Hinzu kommt, dass Kinder mit geistiger Behinderung weitaus häufiger offener
Gewalt in der Familie ausgesetzt sind. Das Risiko des sexuellen Missbrauchs ist
familiär und außerfamiliär deutlich höher. Es ist insgesamt 1,5 mal so hoch wie
bei nichtbehinderten Menschen. Für geistig behinderte Mädchen ist es 2,5 mal so
hoch wie bei Jungen. Für Jungen wiederum ist das Risiko physischer Misshandlung
um 35% höher als bei Mädchen (Strickler 2001, 462). Das Risiko sexueller
Misshandlung ist bei leichteren Formen geistiger Behinderung höher als bei
schweren[11].
Das kanadische National
Clearingshouse on Family Violence (1993) berichtet für geistig behinderte
Kinder im Bereich der Familie insgesamt in folgenden Dimensionen erhöhte Risiken:
-
Emotionaler und
verbaler Missbrauch;
-
Vernachlässigung;
-
Bedrohung/Belästigung
(einschließlich sexueller Belästigung);
-
Misshandlung
(einschließlich der Anwendung von physischem und medikamentösem Zwang
(Psychopharmaka), aversiven Therapien unter Einschluss von „Time-out“.
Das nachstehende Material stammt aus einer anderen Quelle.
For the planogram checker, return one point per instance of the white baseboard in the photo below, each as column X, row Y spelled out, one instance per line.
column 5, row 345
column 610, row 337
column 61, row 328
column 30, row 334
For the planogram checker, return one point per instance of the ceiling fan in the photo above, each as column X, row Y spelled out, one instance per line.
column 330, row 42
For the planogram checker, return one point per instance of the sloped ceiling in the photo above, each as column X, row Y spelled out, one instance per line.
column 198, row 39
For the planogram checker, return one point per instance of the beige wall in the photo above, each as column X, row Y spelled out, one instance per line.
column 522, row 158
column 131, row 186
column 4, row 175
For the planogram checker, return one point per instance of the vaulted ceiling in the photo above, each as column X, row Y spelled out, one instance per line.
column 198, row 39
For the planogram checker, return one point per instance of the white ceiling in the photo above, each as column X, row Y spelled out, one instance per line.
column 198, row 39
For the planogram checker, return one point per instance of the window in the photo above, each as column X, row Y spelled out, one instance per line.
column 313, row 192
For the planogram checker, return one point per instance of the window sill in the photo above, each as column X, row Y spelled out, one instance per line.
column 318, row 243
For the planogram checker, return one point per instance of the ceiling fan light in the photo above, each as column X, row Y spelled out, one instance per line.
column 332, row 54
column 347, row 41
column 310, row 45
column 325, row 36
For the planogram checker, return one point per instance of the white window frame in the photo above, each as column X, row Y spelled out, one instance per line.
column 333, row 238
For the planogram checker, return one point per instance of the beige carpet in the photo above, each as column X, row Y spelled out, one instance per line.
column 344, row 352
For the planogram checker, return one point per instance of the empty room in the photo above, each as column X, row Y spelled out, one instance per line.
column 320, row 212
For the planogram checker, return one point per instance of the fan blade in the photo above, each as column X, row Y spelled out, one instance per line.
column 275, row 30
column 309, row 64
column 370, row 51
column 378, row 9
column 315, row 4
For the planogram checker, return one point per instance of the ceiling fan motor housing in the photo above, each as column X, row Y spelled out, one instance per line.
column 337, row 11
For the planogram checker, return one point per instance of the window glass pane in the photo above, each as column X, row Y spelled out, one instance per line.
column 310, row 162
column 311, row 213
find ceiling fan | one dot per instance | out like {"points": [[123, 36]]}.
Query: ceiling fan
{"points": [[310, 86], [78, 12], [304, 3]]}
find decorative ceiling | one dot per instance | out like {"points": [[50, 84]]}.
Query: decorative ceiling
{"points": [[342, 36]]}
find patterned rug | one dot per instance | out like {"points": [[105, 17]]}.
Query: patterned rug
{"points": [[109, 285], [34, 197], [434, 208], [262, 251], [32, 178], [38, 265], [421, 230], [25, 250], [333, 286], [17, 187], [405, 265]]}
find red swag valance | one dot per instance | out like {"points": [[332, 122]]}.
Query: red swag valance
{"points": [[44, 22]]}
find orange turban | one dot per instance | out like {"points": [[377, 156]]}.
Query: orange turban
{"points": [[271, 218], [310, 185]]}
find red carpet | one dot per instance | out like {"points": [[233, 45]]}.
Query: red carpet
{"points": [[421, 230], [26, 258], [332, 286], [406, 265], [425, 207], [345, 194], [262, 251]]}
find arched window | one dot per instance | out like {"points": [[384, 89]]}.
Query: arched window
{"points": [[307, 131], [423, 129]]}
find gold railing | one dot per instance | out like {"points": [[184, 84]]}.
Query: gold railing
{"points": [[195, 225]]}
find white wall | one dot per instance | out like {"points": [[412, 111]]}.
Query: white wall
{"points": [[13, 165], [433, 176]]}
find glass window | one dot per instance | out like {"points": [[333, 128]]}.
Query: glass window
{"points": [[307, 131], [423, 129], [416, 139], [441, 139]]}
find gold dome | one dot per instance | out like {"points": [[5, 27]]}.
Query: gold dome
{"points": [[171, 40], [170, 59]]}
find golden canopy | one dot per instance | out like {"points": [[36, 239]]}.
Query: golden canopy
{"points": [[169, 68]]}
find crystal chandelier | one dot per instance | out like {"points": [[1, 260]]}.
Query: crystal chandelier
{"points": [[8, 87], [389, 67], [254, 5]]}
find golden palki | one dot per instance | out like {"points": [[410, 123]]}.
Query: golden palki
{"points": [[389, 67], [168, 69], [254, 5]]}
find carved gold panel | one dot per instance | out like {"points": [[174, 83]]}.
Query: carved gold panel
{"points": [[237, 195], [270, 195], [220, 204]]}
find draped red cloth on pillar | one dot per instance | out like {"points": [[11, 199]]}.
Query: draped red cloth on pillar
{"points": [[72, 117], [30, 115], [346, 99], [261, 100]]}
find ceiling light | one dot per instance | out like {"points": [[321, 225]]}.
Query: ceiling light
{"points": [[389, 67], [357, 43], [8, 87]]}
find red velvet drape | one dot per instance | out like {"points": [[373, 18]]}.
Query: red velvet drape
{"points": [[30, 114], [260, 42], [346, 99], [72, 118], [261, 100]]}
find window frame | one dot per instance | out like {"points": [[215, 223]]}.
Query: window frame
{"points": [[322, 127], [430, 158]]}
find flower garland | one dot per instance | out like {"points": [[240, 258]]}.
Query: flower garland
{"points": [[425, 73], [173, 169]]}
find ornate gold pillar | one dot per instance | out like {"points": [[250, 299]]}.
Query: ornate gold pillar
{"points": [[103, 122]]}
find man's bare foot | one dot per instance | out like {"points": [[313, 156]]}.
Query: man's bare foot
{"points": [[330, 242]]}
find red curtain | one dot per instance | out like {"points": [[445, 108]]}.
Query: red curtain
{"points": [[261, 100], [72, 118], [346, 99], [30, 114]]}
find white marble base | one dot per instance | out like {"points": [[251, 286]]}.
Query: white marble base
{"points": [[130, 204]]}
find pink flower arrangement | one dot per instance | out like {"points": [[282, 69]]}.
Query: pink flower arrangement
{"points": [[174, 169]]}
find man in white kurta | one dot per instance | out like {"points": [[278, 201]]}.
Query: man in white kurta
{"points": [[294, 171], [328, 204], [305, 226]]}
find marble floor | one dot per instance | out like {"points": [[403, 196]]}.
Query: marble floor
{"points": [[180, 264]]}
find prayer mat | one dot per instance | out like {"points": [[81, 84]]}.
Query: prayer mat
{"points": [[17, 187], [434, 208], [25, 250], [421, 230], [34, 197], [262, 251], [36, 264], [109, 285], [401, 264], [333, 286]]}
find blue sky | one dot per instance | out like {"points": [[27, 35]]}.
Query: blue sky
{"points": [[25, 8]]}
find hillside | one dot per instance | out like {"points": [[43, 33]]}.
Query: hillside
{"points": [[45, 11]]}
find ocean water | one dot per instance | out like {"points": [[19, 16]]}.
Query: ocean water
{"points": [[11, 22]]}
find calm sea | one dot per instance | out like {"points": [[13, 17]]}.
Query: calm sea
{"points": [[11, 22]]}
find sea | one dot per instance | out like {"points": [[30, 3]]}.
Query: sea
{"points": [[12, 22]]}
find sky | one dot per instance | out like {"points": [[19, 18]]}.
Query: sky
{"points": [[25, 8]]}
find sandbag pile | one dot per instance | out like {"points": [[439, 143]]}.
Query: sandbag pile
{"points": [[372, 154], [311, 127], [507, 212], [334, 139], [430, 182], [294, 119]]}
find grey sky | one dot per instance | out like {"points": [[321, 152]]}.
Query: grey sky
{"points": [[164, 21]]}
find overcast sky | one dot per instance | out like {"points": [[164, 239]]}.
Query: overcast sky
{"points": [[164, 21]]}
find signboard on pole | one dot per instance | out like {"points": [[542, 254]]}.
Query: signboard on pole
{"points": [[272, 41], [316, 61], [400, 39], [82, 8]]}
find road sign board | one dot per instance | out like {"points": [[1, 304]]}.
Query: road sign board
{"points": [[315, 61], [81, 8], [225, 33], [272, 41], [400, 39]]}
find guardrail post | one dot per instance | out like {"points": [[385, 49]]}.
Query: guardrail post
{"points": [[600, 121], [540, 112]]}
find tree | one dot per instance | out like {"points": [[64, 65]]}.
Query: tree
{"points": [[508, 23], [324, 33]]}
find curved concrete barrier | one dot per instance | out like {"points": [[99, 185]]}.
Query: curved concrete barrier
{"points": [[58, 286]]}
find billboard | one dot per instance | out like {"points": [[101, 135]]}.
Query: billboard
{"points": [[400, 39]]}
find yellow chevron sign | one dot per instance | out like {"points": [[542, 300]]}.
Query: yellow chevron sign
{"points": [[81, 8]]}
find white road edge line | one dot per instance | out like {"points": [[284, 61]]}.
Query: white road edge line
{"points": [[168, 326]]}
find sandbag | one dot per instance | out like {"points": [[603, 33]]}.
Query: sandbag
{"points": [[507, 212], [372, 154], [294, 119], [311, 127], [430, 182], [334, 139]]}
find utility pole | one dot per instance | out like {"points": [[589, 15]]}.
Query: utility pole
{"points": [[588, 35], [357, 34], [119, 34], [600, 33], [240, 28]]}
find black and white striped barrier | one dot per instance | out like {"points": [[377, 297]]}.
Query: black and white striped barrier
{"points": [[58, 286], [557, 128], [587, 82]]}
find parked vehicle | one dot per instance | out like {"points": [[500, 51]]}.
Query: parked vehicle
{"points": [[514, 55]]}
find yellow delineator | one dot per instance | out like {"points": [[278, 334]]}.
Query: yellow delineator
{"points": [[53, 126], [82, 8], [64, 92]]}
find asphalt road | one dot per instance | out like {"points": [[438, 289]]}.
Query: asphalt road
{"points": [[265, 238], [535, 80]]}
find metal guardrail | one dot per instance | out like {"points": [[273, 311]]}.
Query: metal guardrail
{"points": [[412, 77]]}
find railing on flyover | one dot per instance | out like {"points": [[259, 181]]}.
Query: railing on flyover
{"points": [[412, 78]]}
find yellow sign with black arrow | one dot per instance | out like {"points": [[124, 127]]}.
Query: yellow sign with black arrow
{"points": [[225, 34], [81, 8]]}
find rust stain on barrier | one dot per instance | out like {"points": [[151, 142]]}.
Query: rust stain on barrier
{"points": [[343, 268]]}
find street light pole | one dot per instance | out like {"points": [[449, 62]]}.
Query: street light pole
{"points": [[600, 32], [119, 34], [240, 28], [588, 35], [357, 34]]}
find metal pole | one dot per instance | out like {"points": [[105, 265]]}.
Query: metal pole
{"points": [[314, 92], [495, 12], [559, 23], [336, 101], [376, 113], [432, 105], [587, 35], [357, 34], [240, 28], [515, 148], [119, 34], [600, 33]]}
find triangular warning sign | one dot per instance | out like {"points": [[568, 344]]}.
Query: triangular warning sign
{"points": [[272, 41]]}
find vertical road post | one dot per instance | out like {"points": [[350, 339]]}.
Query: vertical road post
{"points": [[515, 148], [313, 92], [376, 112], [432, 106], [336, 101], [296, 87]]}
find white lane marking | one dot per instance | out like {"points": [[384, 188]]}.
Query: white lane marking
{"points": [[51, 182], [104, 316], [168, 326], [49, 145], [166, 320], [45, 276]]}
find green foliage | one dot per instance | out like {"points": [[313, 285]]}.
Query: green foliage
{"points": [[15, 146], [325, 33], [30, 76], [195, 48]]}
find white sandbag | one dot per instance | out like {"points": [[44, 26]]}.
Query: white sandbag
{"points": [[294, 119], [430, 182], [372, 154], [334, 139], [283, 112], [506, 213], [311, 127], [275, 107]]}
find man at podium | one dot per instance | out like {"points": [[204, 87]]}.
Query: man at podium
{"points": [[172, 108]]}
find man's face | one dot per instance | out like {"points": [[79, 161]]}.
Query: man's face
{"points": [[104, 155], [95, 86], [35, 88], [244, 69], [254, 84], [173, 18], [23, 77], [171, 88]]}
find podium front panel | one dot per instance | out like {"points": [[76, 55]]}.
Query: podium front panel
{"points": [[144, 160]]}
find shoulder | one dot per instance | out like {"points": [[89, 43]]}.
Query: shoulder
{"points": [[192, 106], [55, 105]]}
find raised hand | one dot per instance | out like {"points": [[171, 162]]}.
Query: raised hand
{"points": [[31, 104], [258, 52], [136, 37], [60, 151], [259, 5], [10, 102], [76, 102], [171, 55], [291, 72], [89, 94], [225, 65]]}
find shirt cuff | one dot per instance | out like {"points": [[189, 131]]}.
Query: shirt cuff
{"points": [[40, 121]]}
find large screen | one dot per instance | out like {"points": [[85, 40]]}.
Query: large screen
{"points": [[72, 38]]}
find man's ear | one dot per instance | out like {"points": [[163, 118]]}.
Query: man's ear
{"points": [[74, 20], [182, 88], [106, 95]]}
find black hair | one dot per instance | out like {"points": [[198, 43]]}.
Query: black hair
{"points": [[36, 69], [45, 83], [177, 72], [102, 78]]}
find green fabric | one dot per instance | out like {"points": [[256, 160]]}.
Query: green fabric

Geistig behinderte Menschen sind nicht nur weit häufiger Bedingungen der
Gewalt ausgesetzt, sie sind auch leichter durch Gewalt verwundbar aufgrund
ihrer sozialen Absonderung in der Erziehung, in Beschäftigung und Wohnen, der
sozialen Beeinträchtigung ihrer Entscheidungskraft, dem durch ihre
Lebenssituation hervorgebrachten Mangel an Selbstwertgefühl, durch die fehlende
Existenz entsprechende gemeindenaher sozialer Dienste, durch Armut und durch
mangelnde Repräsentanz in Kultur und Medien (ebd.).
Die Familie selbst ist bei schwer geistig behinderten Kindern in der Regel
extremen Belastungen ausgesetzt, nicht nur durch die Existenz des behinderten
Kindes sondern vor allem durch die Veränderungen ihrer sozialen Umwelt.
Schwere Regelverletzungen in der Beratung von Eltern durch Ärzte sind
weitaus eher die Regel als die Ausnahme. Ihr nahezu durchgängiges Auftreten
zeigt ebenso eine eigene Untersuchung der Lebenssituation von Familien mit
einem Kind mit Rett-Syndrom (Jantzen und Rauer 1999, Rauer 2000) wie auch die
Arbeit von Ziemen (2002) zur
Kompetenzentwicklung von Eltern mit einem geistig behinderten Kind. So z.B.
schwankten die medizinische Urteile bei ein- und demselben Kind von „Spätentwickler
... äh, seien sie mal nicht so hysterisch“ über „es braucht einfach ne
härtere Hand in der Erziehung“ bis „praktisch so wie Mülltonne auf.“
(Jantzen und Rauer 1999, 8)
Die Beziehungen zur eigenen Familie, Großeltern und Verwandten, zu den
Nachbarn usw. verändern sich zum Teil gravierend bis hin zum völligen Abbruch.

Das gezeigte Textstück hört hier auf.